After Dinner Speaker - Sunday 23 November
Distinguished Professor Graham Hingangaroa Smith
Chief Executive Officer/ Vice-Chancellor; Te Whare Wānanga o Awanuiārangi Companion of the New Zealand Order of Merit (CNZM); Fellow of the American Educational Research Association (AERA)
Iwi: Patrilineage: Ngāti Porou, Kai Tahu; Matrilineage: Ngāti Apa, Ngāti Kahungunu
BIO:
Distinguished Professor Graham Smith is an internationally renowned Māori educationalist who has been at the forefront of the alternative Māori education initiatives contributing significantly to the political, social, economic and cultural advancement of Māori communities. He has also worked extensively with other indigenous/ First Nations peoples across the world, including Canada, Hawaii, US mainland, Taiwan, Chile, Australia and the Pacific nations, contributing to national forums on indigenous issues.
His academic background is within the disciplines of education, social anthropology and cultural and policy studies, with recent academic work centred on developing theoretically informed transformative strategies for intervening in Māori cultural, political, social, educational and economic crises. He is involved in the development of Tribal Universities and formerly as Pro Vice-Chancellor (Māori), he was responsible for developing a Māori University structure within the University of Auckland.

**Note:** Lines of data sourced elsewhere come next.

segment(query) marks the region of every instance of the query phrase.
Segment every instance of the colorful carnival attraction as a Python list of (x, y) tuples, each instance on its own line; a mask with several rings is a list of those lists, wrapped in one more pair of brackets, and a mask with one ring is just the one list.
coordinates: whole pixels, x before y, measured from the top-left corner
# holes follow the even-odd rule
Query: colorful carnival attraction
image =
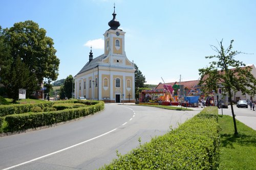
[(139, 96), (140, 104), (198, 107), (198, 101), (203, 98), (207, 105), (212, 105), (213, 103), (213, 96), (205, 98), (200, 86), (197, 84), (184, 87), (184, 85), (177, 85), (175, 82), (162, 84), (159, 86), (161, 89), (142, 90)]

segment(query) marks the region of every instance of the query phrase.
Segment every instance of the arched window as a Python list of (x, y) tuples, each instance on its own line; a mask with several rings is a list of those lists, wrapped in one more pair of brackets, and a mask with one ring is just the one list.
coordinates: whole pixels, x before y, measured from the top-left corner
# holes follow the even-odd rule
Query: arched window
[(118, 39), (116, 40), (116, 46), (120, 46), (120, 41)]
[(126, 87), (131, 88), (131, 80), (127, 80)]
[(107, 78), (104, 78), (103, 80), (103, 87), (109, 87), (109, 80)]
[(95, 87), (98, 87), (98, 78), (95, 79)]
[(116, 79), (116, 87), (120, 87), (120, 79)]

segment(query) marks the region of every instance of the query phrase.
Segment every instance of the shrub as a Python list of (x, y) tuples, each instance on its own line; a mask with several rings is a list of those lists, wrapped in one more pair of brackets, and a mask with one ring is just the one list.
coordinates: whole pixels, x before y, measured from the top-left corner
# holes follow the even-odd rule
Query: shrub
[(31, 112), (41, 112), (42, 109), (39, 106), (36, 106), (31, 108)]
[(220, 141), (216, 116), (217, 107), (206, 108), (178, 128), (127, 154), (117, 154), (118, 159), (99, 169), (217, 169)]
[(0, 105), (9, 105), (9, 102), (4, 98), (0, 95)]
[(4, 117), (0, 117), (0, 129), (1, 129), (2, 128), (3, 122), (4, 122)]
[(44, 111), (45, 112), (51, 112), (56, 111), (57, 109), (53, 107), (46, 107), (44, 109)]
[(7, 123), (6, 129), (11, 132), (18, 132), (85, 116), (104, 108), (103, 102), (98, 101), (96, 103), (97, 103), (95, 105), (87, 107), (51, 112), (9, 115), (5, 117), (5, 121)]
[(45, 107), (52, 107), (53, 102), (44, 102), (36, 104), (13, 104), (0, 106), (0, 116), (9, 114), (20, 114), (31, 111), (33, 107), (40, 107), (42, 109)]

With MA (Hons) dissertation ‘Māori Rituals of Encounter’, Graham was the first teacher of a Māori immersion Kura Kaupapa Māori school (Māori philosophy and principle-based School). His theoretical leadership has informed the emergence of Māori Education Studies as a distinct entity within the Tertiary Sector, in particular New Zealand Universities. This work has developed a wide-ranging academic discussion developed from his PhD, Kaupapa Māori Theory, Critical Theory and Transformative Praxis. Graham has been an active contributor to the critical debate on ‘race’ and ‘ethnicity’ both in New Zealand and abroad and maintains a strong influence in the Māori language revitalisation movement. His other specialist interest is in institutional transformations in order to deliver more effectively to, and for the interests of, indigenous students, faculty and communities. He has published widely and is in demand as a commentator on national and international indigenous matters. Graham will be an inspiring and challenging after-dinner speaker.